March8 2023, 11:30 am, EC4-2101A

*** 11:30am Presenter:  Muhammed Patel ***

Title: Detecting whales from aerial imagery

Remote sensing technologies have significantly advanced ecological monitoring, offering unprecedented capabilities for species detection and conservation efforts. However, the manual annotation of extensive aerial surveys remains a daunting task. In collaboration with the Department of Fisheries and Oceans (DFO), we introduce a novel semi-automated deep learning-based whale detection pipeline. This innovative approach aims to enhance the efficiency and scalability of annotating large-scale surveys by addressing challenges such as weak whale signatures, the presence of lookalikes, and heterogeneity. The seminar will focus on the intricacies of training a small object detection model tailored to these challenges, exploring solutions, and discussing aspects of online learning and domain adaptation for ever-changing environmental conditions.

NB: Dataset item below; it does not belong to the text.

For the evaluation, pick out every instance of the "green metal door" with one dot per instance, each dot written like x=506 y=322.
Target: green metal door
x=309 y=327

*** 12:00pm Presenter:  Javier Noa Turnes ***

Title: Long-range spatial dependencies for sea ice semantic segmentation.

Studying sea ice presence in the Arctic is pivotal in the sustainable development of society in northern communities. For ice agencies, synthetic aperture radar (SAR) images are the most prevalent data source to generate ice charts that offer a coarse description of ice concentration and prevailing ice types. While such a product aids analysts, it lacks relevant pixel-level information to locate and describe the ice formation. Therefore, there is a significant effort to obtain automatic methods to generate detailed sea ice maps. The nature of SAR images produces significant class variability that leads to spatial non-stationary statistics, posing challenges for sea ice mapping when using current deep learning architectures that ignore large-scale context. Towards enhancing automated sea ice classification, I am presenting a methodology that makes the most of local and global information and gives treatment to boundaries on semantic segmentation of ice and water. Three blocks are utilized, a convolutional neural network (CNN), unsupervised segmentation, and self-attention from transformer networks. Finally, there are two prediction heads: i) pixel-based, on the CNN output, and ii) region-based, on the transformer output. In this manner, the model learns to capture large spatial feature interactions to tackle non-stationary statistics. The main function of region-based head is to promote region-consistent feature maps for pixel-based prediction.